Termina as suas alegações, formulando as seguintes CONCLUSÕES: 1. O recurso de revista reveste natureza excepcional, só sendo de admitir nos casos previstos no nº 1 do artº 150º do CPTA. A questão a decidir prende-se com a interpretação das normas de direito internacional público e de como elas se harmonizam com o direito interno do Estado Português. Ou seja, como interpretar o Tratado de Amizade, Cooperação e Consulta celebrado entre a República Portuguesa e a República Federativa do Brasil.

  1. Está, assim, em causa saber se o Estado português cumpre com os tratados internacionais que assina, ou se pelo contrário, permite que na sua ordem jurídica interna sejam defraudadas legítimas expectativas de cidadãos de Estados que assinaram com Portugal tratados internacionais.

  2. A matéria de facto encontra-se estabilizada, sendo apenas a decisão de direito que motiva a controvérsia.

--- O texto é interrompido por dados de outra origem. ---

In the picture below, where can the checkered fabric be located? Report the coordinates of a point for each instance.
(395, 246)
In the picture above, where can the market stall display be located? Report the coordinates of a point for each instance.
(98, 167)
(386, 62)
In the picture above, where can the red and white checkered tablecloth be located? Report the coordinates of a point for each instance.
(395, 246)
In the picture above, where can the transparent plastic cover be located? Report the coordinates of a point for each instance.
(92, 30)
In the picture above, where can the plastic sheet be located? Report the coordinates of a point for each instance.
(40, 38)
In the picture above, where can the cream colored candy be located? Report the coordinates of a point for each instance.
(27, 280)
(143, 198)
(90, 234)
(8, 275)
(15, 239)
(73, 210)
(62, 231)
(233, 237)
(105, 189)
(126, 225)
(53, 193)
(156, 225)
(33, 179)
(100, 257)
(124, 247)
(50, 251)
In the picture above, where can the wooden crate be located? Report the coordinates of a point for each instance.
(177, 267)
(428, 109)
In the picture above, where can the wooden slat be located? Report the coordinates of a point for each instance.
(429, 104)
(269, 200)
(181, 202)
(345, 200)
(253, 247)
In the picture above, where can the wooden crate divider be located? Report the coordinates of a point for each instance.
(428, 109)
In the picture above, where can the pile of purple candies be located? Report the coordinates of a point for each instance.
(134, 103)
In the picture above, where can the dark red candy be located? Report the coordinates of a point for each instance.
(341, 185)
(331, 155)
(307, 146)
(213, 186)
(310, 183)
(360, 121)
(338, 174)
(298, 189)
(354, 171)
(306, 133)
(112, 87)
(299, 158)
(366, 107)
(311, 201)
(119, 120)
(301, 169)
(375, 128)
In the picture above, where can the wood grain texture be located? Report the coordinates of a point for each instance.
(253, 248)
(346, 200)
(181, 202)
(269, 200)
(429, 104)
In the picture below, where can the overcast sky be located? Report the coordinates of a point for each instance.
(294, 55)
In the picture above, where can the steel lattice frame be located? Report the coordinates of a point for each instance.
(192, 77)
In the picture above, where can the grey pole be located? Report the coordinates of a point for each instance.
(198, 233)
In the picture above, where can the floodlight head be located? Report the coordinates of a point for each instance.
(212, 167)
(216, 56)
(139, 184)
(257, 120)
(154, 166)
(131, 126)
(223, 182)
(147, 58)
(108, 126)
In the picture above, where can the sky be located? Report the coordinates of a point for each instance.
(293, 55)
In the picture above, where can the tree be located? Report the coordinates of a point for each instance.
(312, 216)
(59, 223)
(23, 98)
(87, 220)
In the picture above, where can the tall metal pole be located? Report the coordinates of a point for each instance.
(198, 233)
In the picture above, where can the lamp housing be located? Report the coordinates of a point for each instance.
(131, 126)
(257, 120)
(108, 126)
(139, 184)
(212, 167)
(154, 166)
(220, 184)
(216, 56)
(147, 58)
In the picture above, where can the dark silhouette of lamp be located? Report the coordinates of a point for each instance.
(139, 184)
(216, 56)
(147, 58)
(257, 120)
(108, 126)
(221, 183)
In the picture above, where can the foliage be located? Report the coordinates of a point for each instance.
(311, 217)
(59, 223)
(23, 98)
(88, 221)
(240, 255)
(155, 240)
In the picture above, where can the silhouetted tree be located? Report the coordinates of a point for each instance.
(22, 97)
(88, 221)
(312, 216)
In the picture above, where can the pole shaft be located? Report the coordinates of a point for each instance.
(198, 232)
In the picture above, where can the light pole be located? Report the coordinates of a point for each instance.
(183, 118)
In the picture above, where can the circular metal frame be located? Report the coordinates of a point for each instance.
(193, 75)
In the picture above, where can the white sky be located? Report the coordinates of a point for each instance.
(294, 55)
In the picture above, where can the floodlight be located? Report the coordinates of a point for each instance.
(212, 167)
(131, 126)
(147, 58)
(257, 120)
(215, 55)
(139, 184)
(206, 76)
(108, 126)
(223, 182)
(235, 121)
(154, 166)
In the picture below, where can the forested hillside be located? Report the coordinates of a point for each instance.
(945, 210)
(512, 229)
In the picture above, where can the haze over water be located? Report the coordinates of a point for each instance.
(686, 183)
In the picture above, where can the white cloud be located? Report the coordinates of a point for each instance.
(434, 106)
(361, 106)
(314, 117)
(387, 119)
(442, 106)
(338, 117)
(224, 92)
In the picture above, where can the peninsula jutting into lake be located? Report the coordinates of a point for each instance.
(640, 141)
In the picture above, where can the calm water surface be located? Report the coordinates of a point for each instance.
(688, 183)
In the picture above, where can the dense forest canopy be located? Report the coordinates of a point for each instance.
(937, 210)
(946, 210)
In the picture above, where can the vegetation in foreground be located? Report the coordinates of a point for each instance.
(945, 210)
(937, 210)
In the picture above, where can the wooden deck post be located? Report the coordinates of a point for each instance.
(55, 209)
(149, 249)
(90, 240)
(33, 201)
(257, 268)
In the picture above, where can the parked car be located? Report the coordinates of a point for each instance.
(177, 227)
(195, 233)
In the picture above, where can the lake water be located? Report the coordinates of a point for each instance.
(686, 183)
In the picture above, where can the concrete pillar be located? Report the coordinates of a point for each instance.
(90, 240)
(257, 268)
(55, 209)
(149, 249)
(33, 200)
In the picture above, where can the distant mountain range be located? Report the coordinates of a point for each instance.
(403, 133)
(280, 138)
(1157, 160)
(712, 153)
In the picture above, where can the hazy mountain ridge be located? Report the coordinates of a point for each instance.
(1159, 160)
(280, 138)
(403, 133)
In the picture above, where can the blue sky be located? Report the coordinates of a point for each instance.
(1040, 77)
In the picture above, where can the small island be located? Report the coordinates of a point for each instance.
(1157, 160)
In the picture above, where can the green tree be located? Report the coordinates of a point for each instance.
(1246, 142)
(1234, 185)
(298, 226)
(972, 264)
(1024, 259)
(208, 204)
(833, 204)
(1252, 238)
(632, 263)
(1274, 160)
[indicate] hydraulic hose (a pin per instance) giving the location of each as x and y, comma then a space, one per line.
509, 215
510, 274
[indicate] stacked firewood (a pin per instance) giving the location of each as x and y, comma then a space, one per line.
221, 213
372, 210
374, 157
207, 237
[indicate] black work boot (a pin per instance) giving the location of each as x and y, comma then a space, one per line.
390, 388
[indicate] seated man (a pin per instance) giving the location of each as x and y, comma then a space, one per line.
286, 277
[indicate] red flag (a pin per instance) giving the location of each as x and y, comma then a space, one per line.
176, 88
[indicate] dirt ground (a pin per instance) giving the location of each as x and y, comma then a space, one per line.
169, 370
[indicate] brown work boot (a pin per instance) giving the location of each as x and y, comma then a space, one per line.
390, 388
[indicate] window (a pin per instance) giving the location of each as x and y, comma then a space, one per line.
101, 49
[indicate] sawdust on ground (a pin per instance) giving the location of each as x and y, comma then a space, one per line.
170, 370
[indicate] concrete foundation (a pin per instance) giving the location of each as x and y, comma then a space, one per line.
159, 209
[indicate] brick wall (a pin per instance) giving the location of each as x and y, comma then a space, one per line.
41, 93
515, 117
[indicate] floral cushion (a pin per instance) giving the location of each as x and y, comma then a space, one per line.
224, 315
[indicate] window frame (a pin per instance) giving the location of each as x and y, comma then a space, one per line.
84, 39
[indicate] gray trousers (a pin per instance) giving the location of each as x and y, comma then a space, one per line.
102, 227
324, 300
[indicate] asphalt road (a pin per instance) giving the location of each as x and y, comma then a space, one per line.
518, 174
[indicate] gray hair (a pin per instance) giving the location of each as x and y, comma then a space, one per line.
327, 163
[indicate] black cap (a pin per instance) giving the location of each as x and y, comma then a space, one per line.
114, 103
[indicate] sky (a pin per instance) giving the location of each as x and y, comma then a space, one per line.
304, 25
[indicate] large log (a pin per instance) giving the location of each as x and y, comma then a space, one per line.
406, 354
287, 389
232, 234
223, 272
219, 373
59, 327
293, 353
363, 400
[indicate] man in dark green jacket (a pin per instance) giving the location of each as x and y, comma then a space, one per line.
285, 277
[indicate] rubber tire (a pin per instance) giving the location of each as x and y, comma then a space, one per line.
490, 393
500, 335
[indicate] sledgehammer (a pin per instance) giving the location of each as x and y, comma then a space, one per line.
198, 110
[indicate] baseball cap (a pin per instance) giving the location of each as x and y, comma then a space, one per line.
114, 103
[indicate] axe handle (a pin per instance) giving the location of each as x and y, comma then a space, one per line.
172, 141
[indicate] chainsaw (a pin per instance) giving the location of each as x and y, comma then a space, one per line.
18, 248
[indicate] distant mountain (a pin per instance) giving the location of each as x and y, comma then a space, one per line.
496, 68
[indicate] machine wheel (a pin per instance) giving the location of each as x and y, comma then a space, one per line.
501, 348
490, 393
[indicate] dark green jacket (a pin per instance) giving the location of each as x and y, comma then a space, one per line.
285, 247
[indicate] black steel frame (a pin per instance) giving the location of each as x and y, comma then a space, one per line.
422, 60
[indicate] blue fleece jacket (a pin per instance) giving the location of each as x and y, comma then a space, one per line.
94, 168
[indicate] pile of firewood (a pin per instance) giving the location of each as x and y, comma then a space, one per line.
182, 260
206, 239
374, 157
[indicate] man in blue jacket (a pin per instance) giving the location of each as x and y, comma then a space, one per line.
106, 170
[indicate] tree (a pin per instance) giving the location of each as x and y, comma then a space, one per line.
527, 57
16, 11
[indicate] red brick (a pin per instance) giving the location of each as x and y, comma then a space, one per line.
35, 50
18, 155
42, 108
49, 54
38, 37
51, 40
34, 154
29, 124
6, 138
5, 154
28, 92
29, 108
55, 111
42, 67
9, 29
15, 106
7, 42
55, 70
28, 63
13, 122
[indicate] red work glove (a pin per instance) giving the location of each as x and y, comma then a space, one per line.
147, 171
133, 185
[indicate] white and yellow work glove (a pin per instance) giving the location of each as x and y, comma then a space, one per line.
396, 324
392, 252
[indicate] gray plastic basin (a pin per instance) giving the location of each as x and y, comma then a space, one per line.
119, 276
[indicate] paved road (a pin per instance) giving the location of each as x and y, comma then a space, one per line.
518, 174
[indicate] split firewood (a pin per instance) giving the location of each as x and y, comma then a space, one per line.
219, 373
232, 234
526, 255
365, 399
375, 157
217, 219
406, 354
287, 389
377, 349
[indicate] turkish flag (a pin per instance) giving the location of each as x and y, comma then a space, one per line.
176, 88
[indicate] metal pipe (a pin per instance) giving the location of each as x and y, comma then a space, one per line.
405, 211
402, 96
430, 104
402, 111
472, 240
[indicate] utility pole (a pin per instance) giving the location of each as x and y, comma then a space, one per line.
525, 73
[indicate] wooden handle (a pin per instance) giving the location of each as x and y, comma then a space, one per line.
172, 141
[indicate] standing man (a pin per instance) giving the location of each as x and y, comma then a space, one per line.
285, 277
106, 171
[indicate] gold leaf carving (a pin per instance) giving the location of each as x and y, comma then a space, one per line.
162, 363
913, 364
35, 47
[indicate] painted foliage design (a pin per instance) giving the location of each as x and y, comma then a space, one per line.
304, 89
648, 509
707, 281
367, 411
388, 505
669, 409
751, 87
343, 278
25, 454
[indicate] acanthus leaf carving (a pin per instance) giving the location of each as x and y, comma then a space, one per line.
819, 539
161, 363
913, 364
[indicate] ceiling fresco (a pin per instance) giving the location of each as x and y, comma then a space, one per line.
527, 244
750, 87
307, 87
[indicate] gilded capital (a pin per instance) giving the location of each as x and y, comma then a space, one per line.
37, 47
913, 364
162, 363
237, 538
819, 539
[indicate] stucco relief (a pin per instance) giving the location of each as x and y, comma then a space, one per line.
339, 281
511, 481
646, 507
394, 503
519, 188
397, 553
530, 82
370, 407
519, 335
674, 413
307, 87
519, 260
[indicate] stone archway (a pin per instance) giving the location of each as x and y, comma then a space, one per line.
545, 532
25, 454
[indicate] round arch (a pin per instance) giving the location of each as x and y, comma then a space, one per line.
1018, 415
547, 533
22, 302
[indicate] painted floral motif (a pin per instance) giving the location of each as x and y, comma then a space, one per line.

Deve assim o presente recurso ser admitido e ser proferido acórdão final que decida sobre o mérito da questão jurídica objecto dos autos.

  3. O Tribunal de 1ª Instância deu como não provado que o Recorrente fosse possuidor de título válido de especialista da CIRURGIA TORÁCICA. Inconformado o autor recorreu para o Tribunal de 2ª Instância, vindo este a reconhecer razão ao recorrente, considerando o facto provado que aquele se encontra validamente registado na República Federativa do Brasil, como médico com a especialidade de CIRURGIA TORÁCICA.

  4. A decisão de direito tomada na 1ª Instância ficou inquinada pelo juízo de valor formulado quanto à questão de facto de considerar como inválida a inscrição do Autor na especialidade de CIRURGIA TORÁCICA, ao ponto do tribunal a quo considerar este é «O cerne da situação de facto carreada a juízo» (sic). É ainda aquele tribunal quem afirma «Na verdade, o Autor, destituído, como vimos, do título de especialista obtido no país de origem, cuja validade terminou no ano de 1991 (...) mais não resta à Ordem dos Médicos do que, cumprindo a legalidade, sugerir ao Autor uma formação complementar.».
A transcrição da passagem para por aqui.